ピンク・パンサー・シリーズは主演のピーター・セラーズの急死で幕を閉じたかと思いきや、なんと!ブレイク・エドワーズ監督が、未公開映像をつじつまが合うようにつなぎ合わせて仕上げたというもので、これまでのシリーズを振り返ることで故人をしのぶ趣向だ。サントラはシンフォニックなメインタイトルほか2曲のみ新録で、あとはシリーズのベストアルバムという構成。日本既発売の音源ではモノラルだった「暗闇でドッキリ」がステレオで聴けるなど、ちょっと得した気分になる。
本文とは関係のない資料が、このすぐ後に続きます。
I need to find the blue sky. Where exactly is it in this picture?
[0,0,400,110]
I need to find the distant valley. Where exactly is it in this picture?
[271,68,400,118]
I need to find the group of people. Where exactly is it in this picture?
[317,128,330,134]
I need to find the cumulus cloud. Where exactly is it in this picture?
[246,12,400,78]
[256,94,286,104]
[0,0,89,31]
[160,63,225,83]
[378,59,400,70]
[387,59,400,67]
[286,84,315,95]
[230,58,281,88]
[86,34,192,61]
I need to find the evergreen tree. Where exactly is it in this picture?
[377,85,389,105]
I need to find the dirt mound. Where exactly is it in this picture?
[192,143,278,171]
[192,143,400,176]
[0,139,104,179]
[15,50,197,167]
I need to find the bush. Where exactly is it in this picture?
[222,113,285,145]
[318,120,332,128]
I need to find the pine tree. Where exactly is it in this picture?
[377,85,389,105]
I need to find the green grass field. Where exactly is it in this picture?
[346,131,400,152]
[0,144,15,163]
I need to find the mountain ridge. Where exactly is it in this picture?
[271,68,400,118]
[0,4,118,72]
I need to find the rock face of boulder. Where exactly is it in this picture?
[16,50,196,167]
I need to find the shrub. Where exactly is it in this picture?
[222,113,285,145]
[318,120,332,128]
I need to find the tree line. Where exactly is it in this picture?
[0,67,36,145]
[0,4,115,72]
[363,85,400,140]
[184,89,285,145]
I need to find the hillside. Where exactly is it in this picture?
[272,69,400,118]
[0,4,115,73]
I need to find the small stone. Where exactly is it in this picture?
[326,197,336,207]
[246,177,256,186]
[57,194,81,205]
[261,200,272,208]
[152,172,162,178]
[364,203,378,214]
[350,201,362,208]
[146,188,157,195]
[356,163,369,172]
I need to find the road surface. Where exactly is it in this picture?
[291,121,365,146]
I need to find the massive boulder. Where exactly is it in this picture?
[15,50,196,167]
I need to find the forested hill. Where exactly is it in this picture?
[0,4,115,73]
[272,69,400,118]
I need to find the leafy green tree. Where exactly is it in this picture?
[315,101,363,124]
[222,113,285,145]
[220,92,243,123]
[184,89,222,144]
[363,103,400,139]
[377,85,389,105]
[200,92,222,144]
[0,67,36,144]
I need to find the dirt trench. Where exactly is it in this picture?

ちなみに、このあとさらに CAUSE OF THE PINK PANTHER (邦題は ピンク・パンサー5/クルーゾーは二度死ぬ)という作品が作られたが、サントラ盤にはならなかった。映画で聴くとテーマ曲にはシンセサイザーがフィーチャーされていた。

ピンク・パンサーの息子
SON OF THE PINK PANTHER (1993)

ピンク・パンサー・シリーズ誕生30周年を記念して製作された番外編。クルーゾー警部の、これまたドジな息子である警官が主人公。お歳を召されたドレフュス役のハーバート・ロムと、ケイトー役のバート・ウォークが懐かしそうに演じている。音楽のほうは少々重たいシンフォニック(だって演奏がロンドン響だから)だが、怪しげな雰囲気はバッチリ。レスリー・ブリッカス作詞による勇壮な「God Bless Clouseau」は秀逸。ラストにピンク・パンサーのテーマが、再結集されたヘンリー・マンシーニ楽団によって、オリジナルに近いアレンジで演奏されている。なお、当アルバムがマンシーニの最後の映画音楽となった。映画の冒頭、マンシーニがアニメのピンク・パンサーに指揮棒を託すシーンがあって、我々は感無量となる。

アルティメット・ピンク・パンサー
The Ultimate Pink Panther (2004)

ピンク・パンサー誕生40周年記念盤。シリーズ6作品のサントラスコアからのベストセレクト。全24曲。